Immigrant rights advocates were handed a victory by a federal judge in Los Angeles who ruled that a practice by U.S. Immigration and Customs Enforcement of conducting warrantless searches by impersonating local law enforcement was “unconstitutional,” it was announced Thursday.

U.S. District Judge Otis D. Wright II granted the plaintiffs’ motion for summary judgment Wednesday in a set of claims concerning ICE’s “knock-and-talk” practice in Kidd v Mayorkas, a class-action lawsuit challenging the allegedly deceptive home arrest practices in Los Angeles and the surrounding region.

The lawsuit was filed four years ago by the American Civil Liberties Union Foundation of Southern California on behalf of Osny Sorto-Vasquez Kidd, a Hacienda Heights man and recipient of Deferred Action for Childhood Arrivals, and two community organizations that alleged ICE officers routinely wear uniforms labeled “police” and identify themselves as federal immigration officers only after making an arrest.

“Everyone should feel safe in their own home, regardless of immigration status,” said ACLU staff attorney Stephanie Padilla. “Because ICE never has judicial warrants, they primarily rely on `knock and talks’ to conduct home arrests.
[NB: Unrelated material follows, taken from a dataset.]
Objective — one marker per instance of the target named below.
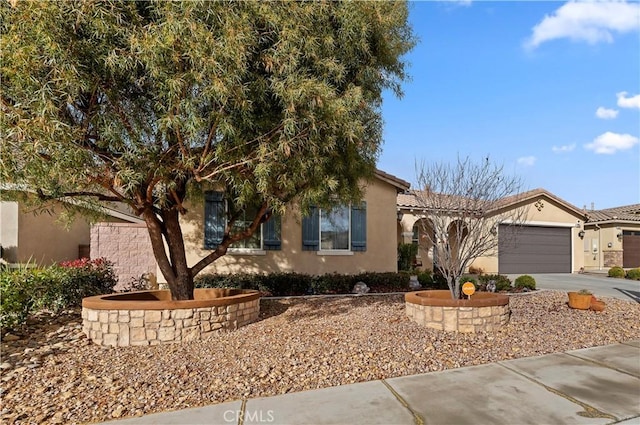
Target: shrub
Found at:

This order should significantly curtail ICE’s unconstitutional home arrest practices.”

An ICE representative did not immediately respond to a request for comment.
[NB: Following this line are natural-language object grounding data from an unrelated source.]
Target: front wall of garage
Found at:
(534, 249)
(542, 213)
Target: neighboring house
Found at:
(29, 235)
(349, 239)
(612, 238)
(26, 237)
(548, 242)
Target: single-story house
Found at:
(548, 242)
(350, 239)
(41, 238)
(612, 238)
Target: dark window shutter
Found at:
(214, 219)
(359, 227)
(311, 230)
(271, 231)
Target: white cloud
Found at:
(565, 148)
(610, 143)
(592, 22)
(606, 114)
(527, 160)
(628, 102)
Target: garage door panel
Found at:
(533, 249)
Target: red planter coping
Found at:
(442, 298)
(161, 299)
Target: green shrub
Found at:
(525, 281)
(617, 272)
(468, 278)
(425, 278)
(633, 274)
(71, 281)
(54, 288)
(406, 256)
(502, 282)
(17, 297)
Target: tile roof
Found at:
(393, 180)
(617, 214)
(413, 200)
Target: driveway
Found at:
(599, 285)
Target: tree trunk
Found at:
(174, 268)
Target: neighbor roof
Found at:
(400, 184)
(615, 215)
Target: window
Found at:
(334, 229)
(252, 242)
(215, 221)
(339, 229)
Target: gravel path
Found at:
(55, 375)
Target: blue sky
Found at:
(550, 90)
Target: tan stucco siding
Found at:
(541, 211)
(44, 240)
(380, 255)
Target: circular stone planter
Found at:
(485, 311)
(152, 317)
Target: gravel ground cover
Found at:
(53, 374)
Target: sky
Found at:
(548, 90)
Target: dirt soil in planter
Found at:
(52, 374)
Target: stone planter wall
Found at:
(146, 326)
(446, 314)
The plaintiffs alleged in federal court that ICE officers “routinely trespass on community members’ porches and other private areas surrounding their homes … without permission or a judicial warrant,” the suit states.
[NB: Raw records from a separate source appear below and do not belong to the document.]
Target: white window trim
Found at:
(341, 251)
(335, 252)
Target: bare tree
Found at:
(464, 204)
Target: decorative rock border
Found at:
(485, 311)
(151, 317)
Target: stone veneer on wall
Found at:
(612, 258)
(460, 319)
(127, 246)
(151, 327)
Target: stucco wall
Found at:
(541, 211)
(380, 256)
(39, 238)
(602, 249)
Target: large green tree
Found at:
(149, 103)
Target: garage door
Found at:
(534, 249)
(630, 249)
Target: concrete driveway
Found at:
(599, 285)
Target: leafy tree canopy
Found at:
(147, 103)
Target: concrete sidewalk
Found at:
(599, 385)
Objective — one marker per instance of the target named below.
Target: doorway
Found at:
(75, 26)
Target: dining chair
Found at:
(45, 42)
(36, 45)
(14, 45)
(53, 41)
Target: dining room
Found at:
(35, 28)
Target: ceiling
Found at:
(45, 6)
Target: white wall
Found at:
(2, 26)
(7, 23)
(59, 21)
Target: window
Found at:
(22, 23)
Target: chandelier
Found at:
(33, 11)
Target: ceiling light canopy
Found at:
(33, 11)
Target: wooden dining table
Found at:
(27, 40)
According to the ACLU, Kidd was arrested by ICE officers in October 2018 after the agents “used deception to enter his home without a warrant or valid consent and to persuade him to exit his home.”

Kidd was subsequently detained at the Adelanto ICE Processing Facility for more than two months, until his release in December 2018. “During that time, Mr. Kidd was separated from his husband and family, who faced severe financial stress and the threat of eviction from their home without Mr. Kidd’s financial support,” the lawsuit states.

The judge’s order gives examples of four instances from February 2017 to April 2020, where ICE unlawfully entered constitutionally protected areas around a community member’s home, called the curtilage, with only an administrative immigration warrant and not a warrant signed by a judge. In those cases, ICE agents had allegedly entered a covered porch area, private patio, or backyard to get to the entrance of a home and make contact with a resident for an arrest.

Angelica Salas, executive director of plaintiff the Coalition for Humane Immigrant Rights, said the organization “is proud to have represented community members who were subject to illegal arrests by ICE in their own homes. In addition to tearing countless families apart in their own homes where the Constitution’s protections extend to all, ICE’s `knocking and arresting’ method diverted limited community resources and harmed CHIRLA’s ability to provide services to the community. We hope and expect that this practice will soon end across the entire country.”

The order rejects ICE’s argument that they could enter the private areas surrounding community members’ homes to knock on the door because other members of the public, such as a neighbor or delivery person, routinely do so. While agents would have been permitted to enter these areas if their purpose was merely to ask questions of residents, with residents’ consent, according to the court, the Constitution prohibits them from encroaching upon these areas “with the intent to arrest.”

The ACLU alleged in the 2020 lawsuit that ICE continued its “troubling home arrest practices” even in the midst of the COVID-19 pandemic, during which California residents were ordered to shelter in place at home.

The order clarifies that while the “knock-and-talk” practice, as defined by the U.S. Supreme Court, is considered constitutional, the practice as defined and executed by ICE is not. Wright stated in his ruling that ICE’s practice can be more accurately termed “knock and arrest,” which “violate the Fourth Amendment.”

The order applies to ICE’s Los Angeles Field Office, which covers the counties of Los Angeles, Orange, San Bernardino, Riverside, Ventura, Santa Barbara and San Luis Obispo.